Sunday, 6 February 2011

Descriptive use of another's mark is okay, rules Argentine court

Last August, in Expobicentenario SA v Arte Gráfico Editorial Argentino SA (Case 3201/10), the Argentine Court of Appeals denied injunctive relief to prohibit use of the phrase 'Argentina 200 años' ("Argentina 200 years") by the defendant.  Expobicentenario had earlier secured trade mark registration of the word mark ARGENTINA 200 AÑOS, for goods and services in Classes 16, 35 and 41 of the Nice Classification.  Media giant Arte Gráfico Editorial Argentino subsequently published a supplement of its Clarín newspaper to commemorate the 200th anniversary of Argentine independence using the expression 'Clarín Bicentenario 1810-2010', as well as 'Argentina 200 años'.

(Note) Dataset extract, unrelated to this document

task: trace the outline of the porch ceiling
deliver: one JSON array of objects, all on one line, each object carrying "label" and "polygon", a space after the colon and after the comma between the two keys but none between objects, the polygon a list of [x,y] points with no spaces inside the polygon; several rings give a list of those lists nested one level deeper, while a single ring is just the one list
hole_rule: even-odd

Refusing the injunction the Court of Appeals held that, according to the law, “use of a third party’s mark in a non-typical manner is not necessarily illegal”. Here, the phrase 'Argentina 200 años' was not used as a trade mark, but in a descriptive way.  The presumption that freedom of expression should be limited when a phrase contains a trade mark must be rejected when the mark is not used in a distinctive way. Such use does not fall within the scope of protection of the trade mark.